After a few years of relative calm after the “HIPAA storm,” it appears that clouds are on the horizon for employers, plan administrators, and business associates. In addition to the new COBRA subsidy requirements, another of the items included in the recent economic stimulus package (formally known as the American Recovery and Reinvestment Act, or “ARRA”) was a significant expansion of the HIPAA privacy and security rules. While Congress has given covered entities and business associates a bit more time than it gave employers to comply with the new COBRA rules, they should still act quickly to review and digest the new HIPAA requirements.
The most significant change in the new rules is the extension of certain HIPAA provisions to “business associates.” Previously, the HIPAA rules made a clear distinction between “covered entities” (to which all of the HIPAA privacy and security rules apply) and “business associates” (which were not directly covered by the HIPAA rules, but with whom covered entities were required to obtain business associate agreements). Under ARRA, certain HIPAA security provisions now apply directly to business associates to the same extent that such provisions apply to covered entities, including the potential application of civil and criminal penalties for violations of HIPAA.
This is a major sea change for business associates such as third-party administrators and other vendors who previously thought that their sole legal obligation was to comply with the terms of the business associate agreement. These changes will require a major effort by business associates, including appointing a security officer, developing written security policies and procedures, and training their workforce on how to protect electronic protected health information (“PHI”).
Notification in the Case of Breach
Covered entities that hold, use or disclose “unsecured” PHI must now notify affected individuals in the event of a breach of the information. Under existing law, covered entities merely had an obligation to mitigate any breach, but not necessarily to notify the affected individual. The term “unsecured” is not yet defined but will ultimately be determined under guidance to be issued by the Secretary of Health and Human Services. Such guidance is expected to be issued within 60 days of ARRA’s enactment (or by mid-April).

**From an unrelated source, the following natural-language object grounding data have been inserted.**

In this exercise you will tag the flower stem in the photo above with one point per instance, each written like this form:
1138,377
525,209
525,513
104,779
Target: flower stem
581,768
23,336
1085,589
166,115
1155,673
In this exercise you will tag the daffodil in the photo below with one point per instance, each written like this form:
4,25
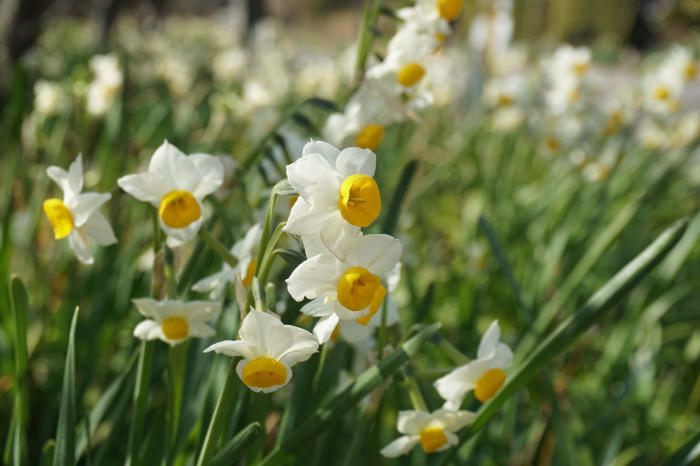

Furthermore, business associates, who already had an obligation to notify covered entities of an unauthorized disclosure of PHI in their possession, must now specifically include in their notice the identification of each individual whose unsecured PHI has been, or is reasonably believed to have been, accessed, acquired, or disclosed during such breach. In both cases, notice must be provided without unreasonable delay and in no event later than 60 days after the discovery of the breach. Generally, the notice must be provided to each individual, in writing, by first-class mail. However, if the breach involves the unsecured PHI of more than 500 individuals in a particular state or jurisdiction, notice must also be provided to prominent media outlets serving that state or jurisdiction.
Requests for Restrictions
Under the HIPAA Privacy Rule, individuals have the right to request restrictions on the disclosure of their PHI. Previously, covered entities were not necessarily required to agree to the requested restriction. Now, however, a covered entity must comply with the requested restriction if the disclosure is to a health plan for a payment or health care operations purpose (but not if it is for treatment purposes) and if the PHI pertains solely to a health care item or service for which the health care provider has been paid out-of-pocket in full. For example, it appears a covered dependent child can now specifically request that a health plan not disclose to the child’s parent any PHI in its possession relating to health care services for which the child has paid in full.
Accounting of Disclosures for Use of Electronic Health Records
ARRA creates a new term, “electronic health record” (or “EHR”), which is defined as an electronic record of health-related information on an individual that is created, gathered, managed, and consulted by authorized health care clinicians and staff. Under existing law, an individual has the right to an accounting of certain disclosures, but such right does not extend to disclosures that are otherwise permissible for treatment, payment, or health care operations purposes. To the extent that a covered entity makes such disclosures in connection with its use or maintenance of an electronic health record, such disclosure must now be accounted for even if it is for treatment, payment, or health care operations purposes. In contrast to the regular right to an accounting for up to six years, an individual has the right to request an accounting of EHR disclosures for up to only three years. While these rules appear to be targeted primarily at health care providers, it is not clear whether they will continue to apply when an EHR is transferred to a health plan, employer, or business associate.
Increase in Civil Monetary Penalties
The civil monetary penalties for a violation of the HIPAA Privacy Rule or Security Rule have been significantly increased. In general, the penalty for violations due to reasonable cause and not to willful neglect has increased ten times, from $100 per violation to $1,000 per violation. Violations that are found to be due to willful neglect (even if corrected) are subject to a penalty of $10,000 per violation. Additionally, although there is still no individual private cause of action under HIPAA, state attorneys general can now bring an enforcement action and obtain damages (including attorneys’ fees) on behalf of residents of that state.
The general effective date for most of these changes, including the changes to the business associate rules, is one year after the date of ARRA’s enactment, or February 17, 2010. However, the increase in civil monetary penalties is effective immediately, and the duty to notify individuals of security breaches will be effective 30 days after regulations are issued by the Department of Health and Human Services.